La Zeitungs-Halle et la province rhénane

n° 87, 27 août 1848


Cologne, 26 août

La Zeitungs-Halle [1] de Berlin contient l'article suivant :

Nous avons eu récemment l'occasion de dire que le temps est venu où l'esprit se détache de plus en plus des anciens membres composant l'État après avoir si longtemps maintenu leur cohésion. S'agissant de l'Autriche, personne certes ne pourrait en douter. Mais en Prusse aussi on voit apparaître de jour en jour des signes de plus en plus sensibles qui confirment notre remarque et nous n'avons pas le droit de les ignorer.
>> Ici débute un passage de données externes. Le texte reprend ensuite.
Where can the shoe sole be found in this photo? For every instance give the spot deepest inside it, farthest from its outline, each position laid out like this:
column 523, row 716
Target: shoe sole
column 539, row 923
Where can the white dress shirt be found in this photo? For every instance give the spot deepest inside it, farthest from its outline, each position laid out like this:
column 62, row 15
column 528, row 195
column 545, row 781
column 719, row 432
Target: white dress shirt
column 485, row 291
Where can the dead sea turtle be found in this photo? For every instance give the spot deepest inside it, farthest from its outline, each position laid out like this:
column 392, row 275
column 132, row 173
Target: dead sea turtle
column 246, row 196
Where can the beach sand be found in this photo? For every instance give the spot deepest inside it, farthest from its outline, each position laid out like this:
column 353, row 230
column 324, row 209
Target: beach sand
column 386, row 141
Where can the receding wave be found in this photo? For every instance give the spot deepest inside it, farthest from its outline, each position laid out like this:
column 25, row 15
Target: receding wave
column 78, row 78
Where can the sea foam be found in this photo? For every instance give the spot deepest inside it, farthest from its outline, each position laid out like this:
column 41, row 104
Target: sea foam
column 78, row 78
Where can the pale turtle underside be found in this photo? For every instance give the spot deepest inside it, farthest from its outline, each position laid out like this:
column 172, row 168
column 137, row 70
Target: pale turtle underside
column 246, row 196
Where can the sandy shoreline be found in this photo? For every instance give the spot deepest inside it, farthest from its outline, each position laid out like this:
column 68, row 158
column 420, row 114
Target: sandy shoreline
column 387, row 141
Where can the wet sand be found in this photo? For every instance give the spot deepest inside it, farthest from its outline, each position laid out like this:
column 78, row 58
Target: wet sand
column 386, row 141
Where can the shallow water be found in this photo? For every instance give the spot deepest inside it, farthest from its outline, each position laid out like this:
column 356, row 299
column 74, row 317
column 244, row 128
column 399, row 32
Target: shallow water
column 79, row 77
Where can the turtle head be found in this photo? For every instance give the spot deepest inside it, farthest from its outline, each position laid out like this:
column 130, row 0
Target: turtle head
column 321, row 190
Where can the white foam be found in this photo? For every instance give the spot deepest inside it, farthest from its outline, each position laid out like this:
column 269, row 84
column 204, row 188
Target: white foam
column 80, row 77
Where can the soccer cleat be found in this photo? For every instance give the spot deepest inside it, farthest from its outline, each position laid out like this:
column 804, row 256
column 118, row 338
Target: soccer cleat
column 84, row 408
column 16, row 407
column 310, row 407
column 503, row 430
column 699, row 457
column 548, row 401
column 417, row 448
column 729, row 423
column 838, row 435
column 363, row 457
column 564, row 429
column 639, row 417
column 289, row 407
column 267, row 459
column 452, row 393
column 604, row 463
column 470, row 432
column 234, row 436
Il existe maintenant un seul intérêt qui puisse encore lier les provinces de l'État à l'État prussien, c'est l'intérêt porté au développement des institutions libérales de l'État, l'intérêt porté à fonder en commun et à animer par des échanges mutuels une organisation nouvelle et libérale des rapports sociaux. La Silésie [2] qui dans un vigoureux effort continue d'avancer sur la voie du progrès politique et social, se sentira en Prusse difficilement à l'aise, si la Prusse en tant qu'État ne satisfait pas pleinement cet intérêt. Pour la province de Saxe [3], depuis qu'elle a été incorporée à l'État prussien on sait trop combien elle lui en a toujours voulu du fond de son cœur. Et quant à la province rhénane, tout le monde se souviendra certainement des menaces que ses députés brandirent ici avant le 18 mars et qui ont accéléré le renversement de la situation. L'esprit séparatiste croît dans cette province. Un tract actuellement largement répandu, sans indication de lieu d'impression ni d'imprimeur, en apporte un nouveau témoignage.

Tous nos lecteurs ont eu sans doute connaissance du tract dont parle la Zeitungs-Halle.

L'idée que Berlin n'est un Paris ni pour l'Allemagne, ni en particulier pour la Rhénanie, cette idée trouve enfin au moins un représentant parmi les Berlinois et nous ne pouvons manquer de nous en réjouir. Berlin commence à discerner qu'il ne peut pas nous gouverner, qu'il ne peut pas obtenir l'autorité qui revient à une ville dirigeante. Berlin a suffisamment démontré son incompétence au cours de la demi-révolution de mars, de l'assaut de l'arsenal, de la dernière émeute [4]. À l'indécision avec laquelle agit le peuple de Berlin, s'ajoute encore l'absence totale dans tous les partis d'hommes de valeur. Dans l'ensemble du mouvement qui s'est développé depuis février, personne à Berlin ne s'est révélé capable de diriger son parti. L'esprit, dans ce centre de « l'esprit », est docile à l'extrême, mais il est aussi faible que la chair. Les Berlinois ont dû venir chercher sur les bords du Rhin ou en Silésie jusqu'à leur Hansemann, leur Camphausen, leur Milde.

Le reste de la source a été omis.